Peery lived with his father's family on a farm in Sussex County. Later, he farmed this land himself. In April 1777, during the American Revolution, he was selected to be captain of an independent militia company of 100 men from Sussex County, "for the safeguard of the pilots and the persons and goods of other well affected inhabitants...residing or being near Lewistown and the coasts of Delaware Bay". The area was known for the high level of Loyalist activity and the constant threat of British intervention from the sea. Future Governor David Hazzard was the son of one of his second lieutenants.

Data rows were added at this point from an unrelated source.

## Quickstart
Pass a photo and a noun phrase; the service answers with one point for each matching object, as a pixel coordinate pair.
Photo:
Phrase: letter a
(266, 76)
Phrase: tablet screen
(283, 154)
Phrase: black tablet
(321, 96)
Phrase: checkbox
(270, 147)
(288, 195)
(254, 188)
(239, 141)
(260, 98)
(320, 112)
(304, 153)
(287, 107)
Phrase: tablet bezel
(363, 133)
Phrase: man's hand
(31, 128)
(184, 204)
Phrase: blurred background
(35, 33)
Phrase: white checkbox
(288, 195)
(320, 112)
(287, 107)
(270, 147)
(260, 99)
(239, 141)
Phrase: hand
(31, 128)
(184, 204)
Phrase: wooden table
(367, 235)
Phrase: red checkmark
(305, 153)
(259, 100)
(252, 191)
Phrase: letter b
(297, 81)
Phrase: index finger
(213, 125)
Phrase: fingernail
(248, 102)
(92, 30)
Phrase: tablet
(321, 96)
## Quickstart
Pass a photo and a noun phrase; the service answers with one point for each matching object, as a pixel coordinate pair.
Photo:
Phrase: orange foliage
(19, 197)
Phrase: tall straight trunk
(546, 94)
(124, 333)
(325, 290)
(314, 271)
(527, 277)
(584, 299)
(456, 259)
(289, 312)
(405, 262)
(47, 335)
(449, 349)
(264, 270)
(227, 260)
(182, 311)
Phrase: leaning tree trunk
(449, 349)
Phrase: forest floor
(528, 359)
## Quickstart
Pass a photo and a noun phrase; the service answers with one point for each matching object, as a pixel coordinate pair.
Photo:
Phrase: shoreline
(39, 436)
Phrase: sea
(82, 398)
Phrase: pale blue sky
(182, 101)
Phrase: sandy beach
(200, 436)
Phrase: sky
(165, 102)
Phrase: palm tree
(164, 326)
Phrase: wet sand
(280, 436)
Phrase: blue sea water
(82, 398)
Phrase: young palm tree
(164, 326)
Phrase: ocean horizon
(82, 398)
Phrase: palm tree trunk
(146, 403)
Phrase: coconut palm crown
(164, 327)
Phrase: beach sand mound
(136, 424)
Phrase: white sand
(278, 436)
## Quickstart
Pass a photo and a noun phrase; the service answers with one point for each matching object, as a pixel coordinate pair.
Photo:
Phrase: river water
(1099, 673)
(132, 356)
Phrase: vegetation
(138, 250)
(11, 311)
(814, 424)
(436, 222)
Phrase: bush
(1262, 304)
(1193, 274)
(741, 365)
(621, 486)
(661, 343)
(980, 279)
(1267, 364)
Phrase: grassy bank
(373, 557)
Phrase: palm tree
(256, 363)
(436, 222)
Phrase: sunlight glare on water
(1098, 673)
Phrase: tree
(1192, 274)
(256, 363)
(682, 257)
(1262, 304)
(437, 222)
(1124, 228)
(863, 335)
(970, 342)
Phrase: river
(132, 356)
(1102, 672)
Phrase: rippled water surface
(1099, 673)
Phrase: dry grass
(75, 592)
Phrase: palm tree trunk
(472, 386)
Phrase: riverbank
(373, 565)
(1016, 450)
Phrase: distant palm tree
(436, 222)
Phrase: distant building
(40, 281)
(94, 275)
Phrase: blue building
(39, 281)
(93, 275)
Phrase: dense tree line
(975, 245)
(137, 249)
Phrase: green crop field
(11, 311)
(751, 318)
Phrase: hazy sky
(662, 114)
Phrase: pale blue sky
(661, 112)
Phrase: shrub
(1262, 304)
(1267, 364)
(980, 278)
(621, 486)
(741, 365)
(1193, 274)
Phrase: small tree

They saw some action during the winter of 1777–78 in support of the Flying Camp that helped protect Washington's camp at Valley Forge.

Peery was elected to the State House for the eight sessions from 1777 to 1778 through 1784–85. On November 4, 1785, the General Assembly elected him to be one of their delegates to the Continental Congress and he served for a year. He was then returned to the State House for the 1787–88 session and the 1793–94 and 1794–95 sessions. From 1785 to 1796 he served as the county Treasurer for Sussex County.

Peery died on December 17, 1800, in Lewes, Delaware, and is buried in the Cool Spring Prebsbyterian Church Cemetery near Lewes.